Lines 271 to 272 in 4c65969

	case SYMBOL:
	return (uintptr_t)(x->p[1].v);

File for reproduction

oob-read-liblisp.zip

Address Sanitizer Output

=================================================================
==134237==ERROR: AddressSanitizer: global-buffer-overflow on address 0x7f76159f9430 at pc 0x7f76159c98d4 bp 0x7ffe27551db0 sp 0x7ffe27551da8
READ of size 8 at 0x7f76159f9430 thread T0
    #0 0x7f76159c98d3 in get_length src/eval.c:272
    #1 0x7f76159c98d3 in get_length src/eval.c:264
    #2 0x7f76159d6abf in subr_greater src/subr.c:325
    #3 0x7f76159cbecc in eval src/eval.c:707
    #4 0x7f76159d4c85 in lisp_repl src/repl.c:149
    #5 0x7f76159d4fb8 in main_lisp_env src/repl.c:212
    #6 0x7f76157f66c9 in __libc_start_call_main ../sysdeps/nptl/libc_start_call_main.h:58
    #7 0x7f76157f6784 in __libc_start_main_impl ../csu/libc-start.c:360
    #8 0x563c29c2b5b0 in _start (/home/kali/projects/fuzzing/liblisp/lisp+0x25b0) (BuildId: 0827e7ee54f24ed60d4875e0b6fa13ce80a7782b)

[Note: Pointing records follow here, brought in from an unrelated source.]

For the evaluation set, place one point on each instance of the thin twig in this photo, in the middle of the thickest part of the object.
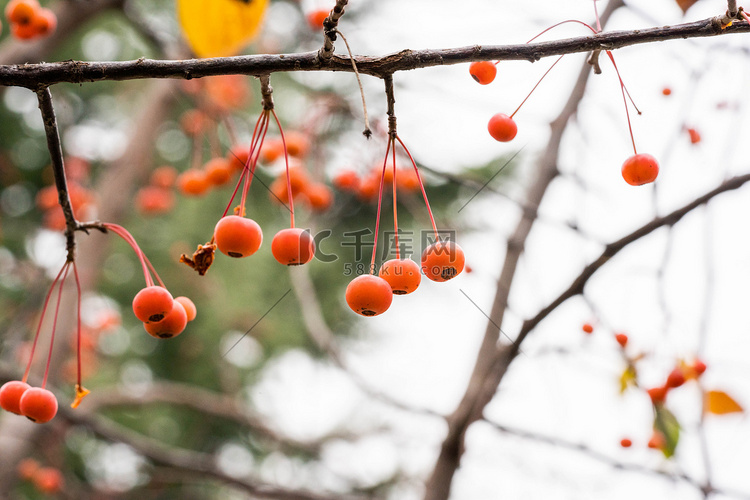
(367, 132)
(329, 30)
(35, 75)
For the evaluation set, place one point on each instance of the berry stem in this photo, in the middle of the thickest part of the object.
(395, 204)
(288, 178)
(391, 143)
(66, 267)
(535, 86)
(421, 185)
(41, 321)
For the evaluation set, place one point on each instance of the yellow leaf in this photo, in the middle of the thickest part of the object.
(218, 28)
(721, 403)
(628, 378)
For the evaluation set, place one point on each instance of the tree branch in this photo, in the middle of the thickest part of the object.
(44, 74)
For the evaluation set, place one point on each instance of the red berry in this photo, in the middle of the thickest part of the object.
(443, 260)
(10, 395)
(171, 325)
(369, 295)
(640, 169)
(293, 246)
(699, 367)
(38, 405)
(483, 72)
(676, 378)
(48, 480)
(401, 274)
(238, 236)
(152, 303)
(189, 306)
(621, 339)
(21, 11)
(658, 394)
(502, 127)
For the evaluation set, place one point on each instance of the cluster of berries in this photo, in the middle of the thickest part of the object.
(637, 170)
(28, 20)
(371, 294)
(46, 479)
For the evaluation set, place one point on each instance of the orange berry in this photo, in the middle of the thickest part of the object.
(272, 150)
(676, 378)
(319, 196)
(502, 127)
(164, 176)
(640, 169)
(699, 367)
(48, 480)
(218, 171)
(483, 72)
(44, 22)
(293, 246)
(695, 136)
(346, 180)
(23, 31)
(443, 260)
(193, 182)
(38, 405)
(194, 122)
(403, 275)
(237, 236)
(369, 295)
(315, 18)
(189, 306)
(21, 11)
(658, 394)
(297, 143)
(10, 395)
(152, 303)
(657, 441)
(621, 339)
(26, 468)
(152, 200)
(171, 325)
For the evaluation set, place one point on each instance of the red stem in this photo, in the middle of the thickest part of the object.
(78, 347)
(535, 86)
(41, 320)
(421, 185)
(66, 267)
(395, 205)
(288, 178)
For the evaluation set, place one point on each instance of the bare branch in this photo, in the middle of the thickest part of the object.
(329, 26)
(35, 75)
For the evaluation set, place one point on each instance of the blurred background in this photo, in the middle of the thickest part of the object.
(277, 389)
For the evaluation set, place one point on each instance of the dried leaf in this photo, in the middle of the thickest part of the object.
(721, 403)
(685, 4)
(219, 28)
(666, 423)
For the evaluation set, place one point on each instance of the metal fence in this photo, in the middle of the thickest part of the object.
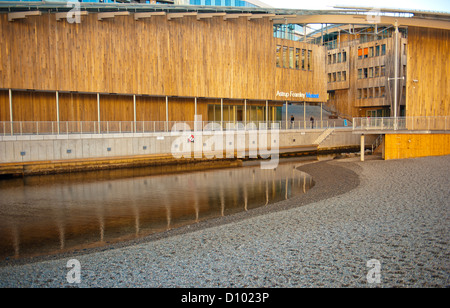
(132, 127)
(402, 123)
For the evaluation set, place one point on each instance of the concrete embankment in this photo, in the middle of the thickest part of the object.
(26, 155)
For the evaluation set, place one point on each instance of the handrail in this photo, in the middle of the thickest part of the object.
(15, 128)
(435, 123)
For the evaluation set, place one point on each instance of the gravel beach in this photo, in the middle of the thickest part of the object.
(393, 211)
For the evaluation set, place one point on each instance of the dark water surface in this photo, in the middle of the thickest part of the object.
(49, 214)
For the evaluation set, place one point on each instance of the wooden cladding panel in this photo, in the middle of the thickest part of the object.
(298, 80)
(4, 106)
(428, 84)
(77, 107)
(33, 106)
(153, 56)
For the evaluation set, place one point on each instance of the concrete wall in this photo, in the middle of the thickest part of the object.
(19, 149)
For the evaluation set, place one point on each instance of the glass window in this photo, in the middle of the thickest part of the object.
(291, 57)
(278, 56)
(303, 58)
(310, 60)
(285, 57)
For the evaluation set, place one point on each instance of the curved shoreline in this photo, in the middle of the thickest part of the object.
(323, 176)
(394, 212)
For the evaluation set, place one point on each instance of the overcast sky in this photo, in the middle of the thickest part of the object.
(427, 5)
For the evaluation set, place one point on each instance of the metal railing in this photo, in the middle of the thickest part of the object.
(402, 123)
(132, 127)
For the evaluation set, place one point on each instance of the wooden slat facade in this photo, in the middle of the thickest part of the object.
(428, 83)
(151, 58)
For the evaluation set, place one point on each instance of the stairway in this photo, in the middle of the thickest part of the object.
(322, 137)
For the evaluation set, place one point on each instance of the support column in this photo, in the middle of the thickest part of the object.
(304, 115)
(134, 111)
(10, 112)
(396, 73)
(363, 147)
(195, 108)
(221, 113)
(321, 118)
(57, 112)
(167, 113)
(98, 112)
(286, 120)
(245, 113)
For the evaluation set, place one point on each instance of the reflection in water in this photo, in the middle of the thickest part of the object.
(50, 214)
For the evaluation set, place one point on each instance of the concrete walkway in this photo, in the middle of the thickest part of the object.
(396, 212)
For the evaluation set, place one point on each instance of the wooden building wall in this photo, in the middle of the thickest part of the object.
(151, 58)
(346, 100)
(428, 83)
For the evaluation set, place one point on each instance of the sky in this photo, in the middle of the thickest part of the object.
(424, 5)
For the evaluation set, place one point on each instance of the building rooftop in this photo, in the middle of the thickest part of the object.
(337, 15)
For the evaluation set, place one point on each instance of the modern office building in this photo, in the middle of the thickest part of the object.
(139, 63)
(360, 70)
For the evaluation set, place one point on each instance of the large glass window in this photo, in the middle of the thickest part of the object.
(291, 57)
(303, 58)
(310, 60)
(278, 56)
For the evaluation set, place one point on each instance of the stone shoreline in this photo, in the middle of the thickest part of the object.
(392, 211)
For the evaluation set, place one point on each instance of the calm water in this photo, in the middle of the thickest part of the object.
(50, 214)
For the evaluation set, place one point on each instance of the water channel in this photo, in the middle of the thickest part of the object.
(50, 214)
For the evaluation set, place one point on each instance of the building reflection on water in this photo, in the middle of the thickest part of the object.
(51, 214)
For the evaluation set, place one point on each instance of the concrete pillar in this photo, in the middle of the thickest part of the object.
(134, 112)
(221, 113)
(195, 108)
(363, 147)
(245, 113)
(286, 115)
(57, 112)
(10, 112)
(167, 113)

0x7f76159f9430 is located 48 bytes before global variable '_nil' defined in 'src/subr.c:137:1' (0x7f76159f9460) of size 16
0x7f76159f9430 is located 0 bytes after global variable '_tee' defined in 'src/subr.c:137:1' (0x7f76159f9420) of size 16
SUMMARY: AddressSanitizer: global-buffer-overflow src/eval.c:272 in get_length
Shadow bytes around the buggy address:
  0x7f76159f9180: f9 f9 f9 f9 00 00 f9 f9 f9 f9 f9 f9 00 00 f9 f9
  0x7f76159f9200: f9 f9 f9 f9 00 00 f9 f9 f9 f9 f9 f9 00 00 f9 f9
  0x7f76159f9280: f9 f9 f9 f9 00 00 f9 f9 f9 f9 f9 f9 00 00 f9 f9
  0x7f76159f9300: f9 f9 f9 f9 00 00 f9 f9 f9 f9 f9 f9 00 00 f9 f9
  0x7f76159f9380: f9 f9 f9 f9 00 00 f9 f9 f9 f9 f9 f9 00 00 f9 f9
=>0x7f76159f9400: f9 f9 f9 f9 00 00[f9]f9 f9 f9 f9 f9 00 00 f9 f9
  0x7f76159f9480: f9 f9 f9 f9 00 00 00 00 00 00 00 00 00 00 00 00
  0x7f76159f9500: 00 00 00 00 00 00 00 00 00 00 00 00 00 00 00 00
  0x7f76159f9580: 00 00 00 00 00 00 00 00 00 00 00 00 00 00 00 00
  0x7f76159f9600: 00 00 00 00 00 00 00 00 00 00 00 00 00 00 00 00
  0x7f76159f9680: 00 00 00 00 00 00 00 00 00 00 00 00 00 00 00 00
Shadow byte legend (one shadow byte represents 8 application bytes):
  Addressable:           00
  Partially addressable: 01 02 03 04 05 06 07 
  Heap left redzone:       fa
  Freed heap region:       fd
  Stack left redzone:      f1
  Stack mid redzone:       f2
  Stack right redzone:     f3
  Stack after return:      f5
  Stack use after scope:   f8
  Global redzone:          f9
  Global init order:       f6
  Poisoned by user:        f7
  Container overflow:      fc
  Array cookie:            ac
  Intra object redzone:    bb
  ASan internal:           fe
  Left alloca redzone:     ca
  Right alloca redzone:    cb
==134237==ABORTING
=================================================================

Thank you!
@Halcy0nic

[howerj]

Thanks for the work, I've got other things to do at the moment that are more pressing, but if you manage to make a pull request that fixes these issues I'll merge it. I still haven't got around to looking at the libforth problems just yet.